Related to this topic is how courts address the issue of nonresponsive redactions in otherwise relevant documents. See, e.g., Cooper Health Sys. v. Virtua Health, Inc., 259 F.R.D. 208, 212-13 (D. N.J. 2009) (upholding redaction of irrelevant information from certain produced documents, noting that "while the scope of Fed. R. Civ. P. 26 discovery is broad, it is not unlimited and may be circumscribed"). But seeBartholomew v. Avalon Capital Group, Inc., 278 F.R.D. 441, 451-52 (D. Minn. 2011) (ordering defendants to remove redactions based solely on relevance).

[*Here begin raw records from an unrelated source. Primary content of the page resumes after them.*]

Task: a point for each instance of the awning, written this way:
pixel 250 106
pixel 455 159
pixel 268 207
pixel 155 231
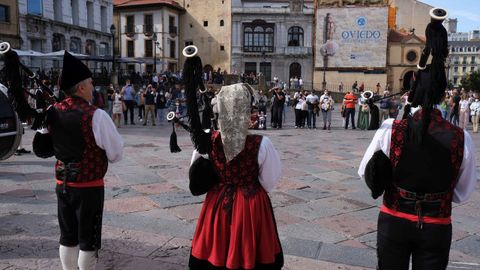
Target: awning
pixel 59 55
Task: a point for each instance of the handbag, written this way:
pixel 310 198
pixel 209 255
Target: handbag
pixel 202 176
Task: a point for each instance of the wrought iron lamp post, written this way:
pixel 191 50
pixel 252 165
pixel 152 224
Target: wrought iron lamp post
pixel 114 78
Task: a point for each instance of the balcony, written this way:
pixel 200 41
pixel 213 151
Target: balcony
pixel 172 30
pixel 129 30
pixel 148 30
pixel 298 51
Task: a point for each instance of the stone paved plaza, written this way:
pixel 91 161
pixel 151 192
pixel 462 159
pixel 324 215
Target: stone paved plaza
pixel 325 215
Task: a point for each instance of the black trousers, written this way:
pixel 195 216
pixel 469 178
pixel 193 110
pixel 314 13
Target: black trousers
pixel 350 113
pixel 277 113
pixel 399 239
pixel 80 213
pixel 130 104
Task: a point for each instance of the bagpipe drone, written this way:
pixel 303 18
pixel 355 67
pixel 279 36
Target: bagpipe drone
pixel 428 89
pixel 15 108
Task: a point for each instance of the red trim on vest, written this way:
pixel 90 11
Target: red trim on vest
pixel 94 183
pixel 414 218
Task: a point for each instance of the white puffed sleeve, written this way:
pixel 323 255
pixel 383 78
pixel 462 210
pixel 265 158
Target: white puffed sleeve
pixel 468 172
pixel 269 163
pixel 106 135
pixel 381 141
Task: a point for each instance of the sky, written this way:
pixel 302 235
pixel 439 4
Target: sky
pixel 467 12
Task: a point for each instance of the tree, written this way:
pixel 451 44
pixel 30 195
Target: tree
pixel 471 81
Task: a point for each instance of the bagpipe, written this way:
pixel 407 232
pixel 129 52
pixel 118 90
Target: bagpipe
pixel 199 129
pixel 202 173
pixel 15 108
pixel 428 89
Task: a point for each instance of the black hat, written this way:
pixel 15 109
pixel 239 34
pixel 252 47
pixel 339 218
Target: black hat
pixel 430 80
pixel 73 72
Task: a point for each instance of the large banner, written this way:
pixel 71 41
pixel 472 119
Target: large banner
pixel 351 37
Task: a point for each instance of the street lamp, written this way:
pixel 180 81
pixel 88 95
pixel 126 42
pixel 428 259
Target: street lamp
pixel 114 79
pixel 327 49
pixel 154 39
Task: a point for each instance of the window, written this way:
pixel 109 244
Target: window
pixel 103 14
pixel 411 56
pixel 295 36
pixel 90 47
pixel 35 7
pixel 148 48
pixel 148 24
pixel 250 67
pixel 58 42
pixel 258 37
pixel 173 49
pixel 57 10
pixel 75 12
pixel 130 48
pixel 130 27
pixel 90 15
pixel 75 45
pixel 103 49
pixel 4 13
pixel 266 70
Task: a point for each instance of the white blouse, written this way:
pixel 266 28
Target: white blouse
pixel 467 174
pixel 268 160
pixel 107 136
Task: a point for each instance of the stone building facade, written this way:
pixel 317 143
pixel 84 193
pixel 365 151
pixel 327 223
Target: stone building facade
pixel 273 38
pixel 371 19
pixel 148 31
pixel 464 58
pixel 80 26
pixel 207 24
pixel 9 29
pixel 404 50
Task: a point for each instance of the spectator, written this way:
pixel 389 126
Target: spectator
pixel 149 97
pixel 128 94
pixel 350 101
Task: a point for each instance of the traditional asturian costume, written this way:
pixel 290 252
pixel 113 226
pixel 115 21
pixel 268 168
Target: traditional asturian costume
pixel 84 139
pixel 422 163
pixel 236 228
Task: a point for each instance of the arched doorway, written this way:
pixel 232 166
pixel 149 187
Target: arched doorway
pixel 407 80
pixel 295 70
pixel 208 69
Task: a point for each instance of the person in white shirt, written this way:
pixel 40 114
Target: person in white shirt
pixel 326 105
pixel 84 141
pixel 420 164
pixel 475 113
pixel 312 102
pixel 464 111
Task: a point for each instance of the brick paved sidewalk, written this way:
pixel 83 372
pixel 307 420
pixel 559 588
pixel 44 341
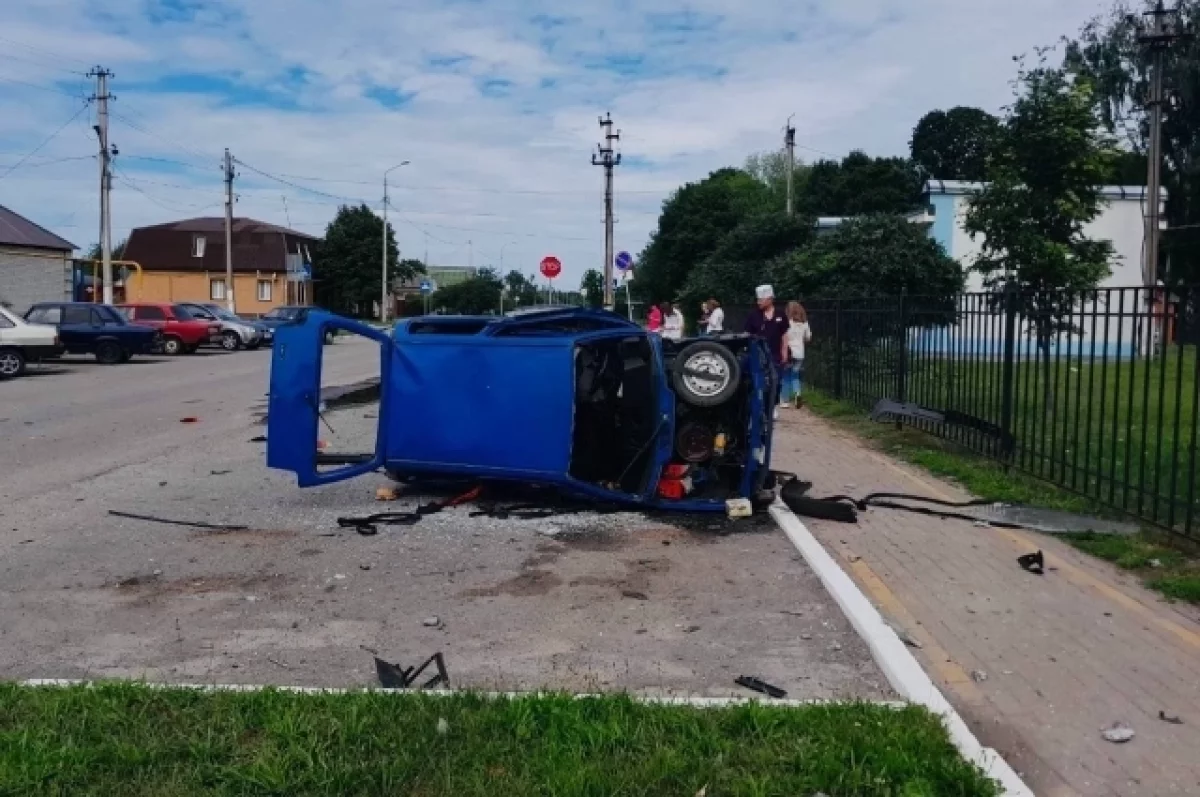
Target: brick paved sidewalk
pixel 1055 658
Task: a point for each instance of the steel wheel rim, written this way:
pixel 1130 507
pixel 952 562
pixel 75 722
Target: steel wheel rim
pixel 715 370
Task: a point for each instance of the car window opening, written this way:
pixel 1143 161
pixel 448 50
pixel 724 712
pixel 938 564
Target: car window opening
pixel 616 414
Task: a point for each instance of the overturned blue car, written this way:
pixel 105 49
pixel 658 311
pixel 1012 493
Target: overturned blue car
pixel 580 400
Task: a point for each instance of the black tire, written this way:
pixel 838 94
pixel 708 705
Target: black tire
pixel 706 375
pixel 109 352
pixel 12 363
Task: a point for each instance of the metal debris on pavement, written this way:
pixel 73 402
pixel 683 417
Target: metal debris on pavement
pixel 1117 733
pixel 760 685
pixel 393 676
pixel 1032 563
pixel 153 519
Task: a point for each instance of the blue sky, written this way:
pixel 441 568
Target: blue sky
pixel 495 103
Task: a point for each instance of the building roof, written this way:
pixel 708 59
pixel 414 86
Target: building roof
pixel 959 187
pixel 18 231
pixel 216 225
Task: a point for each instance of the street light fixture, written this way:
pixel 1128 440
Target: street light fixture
pixel 385 289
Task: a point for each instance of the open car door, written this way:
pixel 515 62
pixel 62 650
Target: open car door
pixel 294 403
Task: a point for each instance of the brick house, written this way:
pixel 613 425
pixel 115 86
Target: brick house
pixel 184 261
pixel 35 264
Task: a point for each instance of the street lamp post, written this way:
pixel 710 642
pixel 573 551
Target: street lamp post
pixel 385 289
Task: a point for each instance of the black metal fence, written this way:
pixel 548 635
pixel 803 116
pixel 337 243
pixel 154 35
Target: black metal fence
pixel 1095 391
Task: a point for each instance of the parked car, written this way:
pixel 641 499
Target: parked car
pixel 235 331
pixel 181 331
pixel 94 329
pixel 580 400
pixel 22 342
pixel 295 315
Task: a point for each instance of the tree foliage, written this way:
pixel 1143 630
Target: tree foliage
pixel 873 256
pixel 347 261
pixel 954 144
pixel 477 295
pixel 1109 55
pixel 743 258
pixel 592 287
pixel 1044 186
pixel 694 221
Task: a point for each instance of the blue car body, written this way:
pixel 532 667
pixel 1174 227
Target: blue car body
pixel 498 399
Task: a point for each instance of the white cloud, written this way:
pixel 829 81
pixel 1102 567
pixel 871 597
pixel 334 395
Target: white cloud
pixel 501 107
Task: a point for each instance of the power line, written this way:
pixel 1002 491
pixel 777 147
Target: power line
pixel 47 141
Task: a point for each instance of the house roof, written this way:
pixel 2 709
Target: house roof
pixel 18 231
pixel 216 225
pixel 959 187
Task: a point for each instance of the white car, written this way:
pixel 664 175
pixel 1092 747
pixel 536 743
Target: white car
pixel 22 342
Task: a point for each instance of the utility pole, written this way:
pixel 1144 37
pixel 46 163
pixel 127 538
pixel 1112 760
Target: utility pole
pixel 790 145
pixel 106 179
pixel 228 179
pixel 1163 33
pixel 606 157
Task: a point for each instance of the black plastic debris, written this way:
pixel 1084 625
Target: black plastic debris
pixel 1032 563
pixel 760 685
pixel 393 676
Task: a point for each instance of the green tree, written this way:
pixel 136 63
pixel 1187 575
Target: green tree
pixel 861 185
pixel 347 262
pixel 475 295
pixel 954 144
pixel 871 256
pixel 694 221
pixel 1109 55
pixel 592 286
pixel 1044 186
pixel 742 259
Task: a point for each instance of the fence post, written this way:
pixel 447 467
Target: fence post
pixel 837 348
pixel 1006 406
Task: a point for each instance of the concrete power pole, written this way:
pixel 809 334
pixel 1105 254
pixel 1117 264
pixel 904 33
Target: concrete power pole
pixel 106 179
pixel 790 145
pixel 228 178
pixel 609 160
pixel 1158 40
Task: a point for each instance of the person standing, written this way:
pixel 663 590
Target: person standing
pixel 715 317
pixel 672 322
pixel 798 334
pixel 654 319
pixel 768 323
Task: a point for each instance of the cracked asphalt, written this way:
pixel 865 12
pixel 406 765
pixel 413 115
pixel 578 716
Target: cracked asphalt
pixel 581 601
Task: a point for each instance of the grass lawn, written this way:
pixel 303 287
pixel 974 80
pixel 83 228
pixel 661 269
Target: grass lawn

In Abu Dhabi, the court stated that "[c]onceptually, there is a good basis for considering each item (each email and each attachment) separately," and in light of the concept that "[r]elevance is the sine qua non of discovery," documents that are not relevant are not discoverable. 2011 WL 3738979, at *5. However, due to evidence that the producing party withheld responsive attachments and lacked transparency in withholding non-responsive attachments, the court ordered that some of the withheld attachments be produced in order to further evaluate whether there was a meaningful percentage of mistakes regarding relevance. See id. at *7. The court also required the producing party to identify withheld attachments by Bates number along with information regarding the "parent" documents. Id. at *8.

Often there are practical and strategic reasons making the production of documents in full families an attractive option, but just as often there is good reason to withhold nonresponsive information. This is one of many decisions that counsel must think through during discovery involving ESI.